Monday, 08/06/2007 - 11:22 p.m.
The Munch was 10 years old this weekend and I'm tickled as I can be that it lasted this long. My first marriage didn't last that long...heh. 16Candles brought me stargazers and a cake and I snotted up. She and I got to sit and talk for a bit at the dungeon and she said something that absolutely made my life. Not just my day, but my life. She said that instead of antidepressants she reads my blog because it makes her laugh and feel better. Holy shit, dude. I snotted up over that, too. I see the blog as just a big ol' whinefest some days and a big ol' porn movie other days. It was overwhelming to find out someone actually saw some depth or substance to my ramblings.
The Divine Miss M and CT came to the Munch! I hadn't seen them since right after Babyface was born and I snotted up on them, too. I was completely thrilled and flattered that they made the time to attend because I know it was killing the Divine Miss M to leave Babyface for that long.
The Boy met us at the dungeon and I beat the crap out of him. When he says "If I cry, take that as a red", I know it's going to be a helluva night. His back has squid whip marks and is mottled; his chest has scratches and bruises and one big honking bite mark. He teared up once so I asked him if he wanted to stop and he said no. The second time, though, he did want to stop and I almost pushed him a little farther than he wanted to go. It's a rare occasion these days when he wants to be the bottom (which is fine) but I'm always afraid I'll take him farther than he wants. I push him harder physically than I do DC because he's so muscular and built. I push DC harder psychologically, though, because the more I twist his brain the more I can hurt his body. The violence and brutality I feel towards the Boy scares the crap out of me sometimes. Just because I *can* push him til he collapses doesn't mean I *should*. We had mean evil sex when we got home and I came my brains out. I knew how bad his chest hurt and dug my nails in anyway. He called me a cunt and a bitch and snapped his teeth at me, and it just fueled me on. I wanted to make him cry again, dammit. He kept saying "Take me, Mistress" over and over, and that fueled me on as well. He very rarely says the M word so it's very powerful when he does. He jerked me off at the end and was talking all kinds of smack about how bad his chest hurt and how much he loved it and how much he loved me for it. Jesus Gawd. I bit him and he finally had to say "Stop! STOP!" before I let go.
I never played physically this hard with anyone other than DC and even after 3 years my capacity for violence still scares me. I never thought I'd find 1 person who would let me treat him this way, let alone 2. Especially 2 who revel in it and grovel for more. Especially 2 who can turn it around on me and treat me just as meanly as I do them. Holy fucking shit.
We were slugs on Sunday and I was grateful for it. Lazy Sundays really are the best times at our house(s). We ate lunch all piled up in my bed, chattering about nothing and laughing. We all napped a lot, too. YAY!

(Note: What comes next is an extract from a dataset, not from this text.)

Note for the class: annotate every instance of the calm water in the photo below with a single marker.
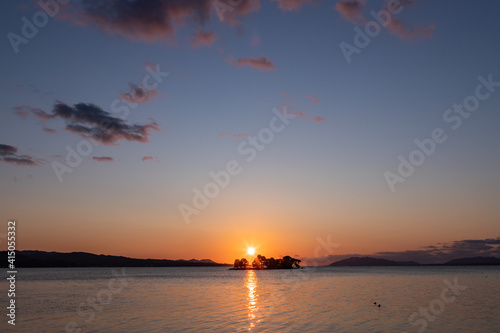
(322, 299)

I took the plunge this weekend about hosting a women only party and got it worked out with the local dungeon peoples. I used to host parties like this all the time way back when and just stopped because it got to be too much of a hassle. It's 8 weeks away so I have plenty of time to get all my ducks in a row. I'm actually really excited about it and hope we have a huge turnout.
Which brings me to today...I have Top Drop in a big way so I was mostly stupid today. I survived Dr. Evil, though, and that's really all that matters. Early bed time tonight.